Su colaboración también contempla sus inquietudes a nivel emocional: “Lama, la mamá de los pequeños, está preocupada por la más chiquita, de cuatro años, y le gestioné que una amiga psicopedagoga la vea en mi casa ad honorem”. Además los visita una o dos veces a la semana para conversar y ver cómo va todo. “Trato de estar más como una amiga que les podrá dar una mano o gestionar quién los pueda ayudar. Me comunico más con los tres adultos que hablan algo de inglés, pero soy cercana a todos”, cuenta.

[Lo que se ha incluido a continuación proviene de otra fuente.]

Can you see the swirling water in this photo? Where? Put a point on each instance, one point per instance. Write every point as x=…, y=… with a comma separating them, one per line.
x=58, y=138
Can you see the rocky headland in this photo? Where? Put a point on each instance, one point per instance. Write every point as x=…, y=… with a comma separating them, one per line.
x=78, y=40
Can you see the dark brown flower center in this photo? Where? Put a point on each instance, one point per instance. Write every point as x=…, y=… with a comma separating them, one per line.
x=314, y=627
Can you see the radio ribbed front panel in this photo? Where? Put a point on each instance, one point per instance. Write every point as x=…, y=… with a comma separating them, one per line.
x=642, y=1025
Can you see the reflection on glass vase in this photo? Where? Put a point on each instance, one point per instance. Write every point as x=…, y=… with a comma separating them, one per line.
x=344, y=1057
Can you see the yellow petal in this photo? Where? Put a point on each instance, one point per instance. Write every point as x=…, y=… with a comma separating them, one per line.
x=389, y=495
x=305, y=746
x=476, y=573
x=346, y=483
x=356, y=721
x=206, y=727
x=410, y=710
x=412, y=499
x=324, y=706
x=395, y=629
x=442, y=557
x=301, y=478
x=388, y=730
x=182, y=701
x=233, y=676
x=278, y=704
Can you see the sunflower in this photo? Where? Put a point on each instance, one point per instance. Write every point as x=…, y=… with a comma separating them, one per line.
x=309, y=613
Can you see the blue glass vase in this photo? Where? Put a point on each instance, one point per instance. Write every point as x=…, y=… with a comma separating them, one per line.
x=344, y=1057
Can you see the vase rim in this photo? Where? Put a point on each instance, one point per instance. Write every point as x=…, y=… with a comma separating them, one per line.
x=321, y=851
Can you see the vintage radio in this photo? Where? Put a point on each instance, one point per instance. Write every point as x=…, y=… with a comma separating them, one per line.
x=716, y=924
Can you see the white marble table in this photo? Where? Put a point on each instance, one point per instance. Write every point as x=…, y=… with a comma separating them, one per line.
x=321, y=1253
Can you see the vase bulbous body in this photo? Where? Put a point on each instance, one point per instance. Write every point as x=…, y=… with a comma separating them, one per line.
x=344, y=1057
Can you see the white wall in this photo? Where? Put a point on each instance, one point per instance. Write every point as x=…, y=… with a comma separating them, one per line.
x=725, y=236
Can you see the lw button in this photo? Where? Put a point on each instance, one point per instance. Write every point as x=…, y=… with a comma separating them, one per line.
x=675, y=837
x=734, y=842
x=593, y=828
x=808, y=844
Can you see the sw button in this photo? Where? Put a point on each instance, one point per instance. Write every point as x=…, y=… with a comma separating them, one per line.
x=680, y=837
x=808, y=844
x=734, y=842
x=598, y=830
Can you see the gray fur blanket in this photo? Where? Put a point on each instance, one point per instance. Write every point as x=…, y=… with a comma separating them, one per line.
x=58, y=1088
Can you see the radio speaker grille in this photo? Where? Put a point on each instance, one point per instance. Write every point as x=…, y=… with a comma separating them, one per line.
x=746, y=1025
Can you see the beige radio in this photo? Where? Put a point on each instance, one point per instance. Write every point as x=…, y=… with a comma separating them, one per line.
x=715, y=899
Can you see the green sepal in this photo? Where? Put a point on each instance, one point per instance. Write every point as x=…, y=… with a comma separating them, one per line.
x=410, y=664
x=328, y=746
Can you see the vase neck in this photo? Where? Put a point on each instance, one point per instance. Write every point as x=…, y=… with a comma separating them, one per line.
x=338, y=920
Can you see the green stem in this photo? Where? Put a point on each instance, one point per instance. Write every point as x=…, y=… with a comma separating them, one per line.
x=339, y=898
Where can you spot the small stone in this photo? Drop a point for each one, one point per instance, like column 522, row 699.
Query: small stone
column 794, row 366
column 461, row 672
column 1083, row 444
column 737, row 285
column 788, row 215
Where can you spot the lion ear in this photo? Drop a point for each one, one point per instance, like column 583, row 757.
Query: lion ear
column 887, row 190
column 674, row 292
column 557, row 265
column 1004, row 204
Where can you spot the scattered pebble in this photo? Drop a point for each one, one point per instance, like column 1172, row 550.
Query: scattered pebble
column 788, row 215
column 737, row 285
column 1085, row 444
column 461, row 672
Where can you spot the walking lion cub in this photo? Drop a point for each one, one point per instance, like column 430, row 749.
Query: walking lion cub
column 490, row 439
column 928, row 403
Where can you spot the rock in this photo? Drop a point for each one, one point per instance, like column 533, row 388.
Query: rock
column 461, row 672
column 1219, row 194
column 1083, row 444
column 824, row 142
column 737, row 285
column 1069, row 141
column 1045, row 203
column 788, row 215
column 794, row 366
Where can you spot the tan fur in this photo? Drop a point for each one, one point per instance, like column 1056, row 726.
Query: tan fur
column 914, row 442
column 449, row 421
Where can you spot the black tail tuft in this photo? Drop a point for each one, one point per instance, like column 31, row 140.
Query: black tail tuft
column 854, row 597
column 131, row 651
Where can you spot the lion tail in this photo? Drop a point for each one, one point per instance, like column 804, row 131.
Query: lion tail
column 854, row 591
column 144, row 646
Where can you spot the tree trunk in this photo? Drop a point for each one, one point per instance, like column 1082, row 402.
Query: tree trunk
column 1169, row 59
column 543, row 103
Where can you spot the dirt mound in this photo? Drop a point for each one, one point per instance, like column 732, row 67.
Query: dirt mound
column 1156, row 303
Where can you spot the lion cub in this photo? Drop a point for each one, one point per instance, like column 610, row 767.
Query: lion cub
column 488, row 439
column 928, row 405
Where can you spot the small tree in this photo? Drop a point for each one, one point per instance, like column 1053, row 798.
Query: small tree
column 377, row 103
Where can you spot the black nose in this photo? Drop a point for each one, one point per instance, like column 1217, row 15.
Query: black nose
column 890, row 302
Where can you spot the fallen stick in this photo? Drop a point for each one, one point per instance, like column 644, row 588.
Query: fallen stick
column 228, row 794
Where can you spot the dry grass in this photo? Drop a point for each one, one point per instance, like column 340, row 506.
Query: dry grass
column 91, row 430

El idioma constituye un aspecto esencial en su adecuación y, como se hacía difícil que vayan a un lugar a estudiar, Fernanda, que tiene un instituto de idiomas, organizó cursos de español ad honorem en su casa: “Mi objetivo a corto plazo es que hablen español lo suficiente como para poder comunicarse. Esta herramienta es fundamental para su adaptación. Y, a mediano plazo, pienso que los adolescentes deberían estudiar, y los adultos conseguir trabajo. Esto será posible una vez que manejen el idioma.”
Tanto tiempo dedicado a personas que no conocía pero a los que, de una manera, se acercó como si fuera de su familia se funda en el hecho que “mi motivación personal es simplemente ayudar a que estén bien. Tengo muy presentes las enseñanzas de mi familia y los valores que mi inculcaron. Estas familias dejaron todo atrás: sus casas, pertenencias, padres, hermanos, sobrinos… me hace pensar en tantas otras familias que llegaron a la Argentina en otras épocas. Ayudarlos se siente un poco como ayudar a nuestros antepasados italianos, judios, españoles, polacos. Reconforta el corazón.»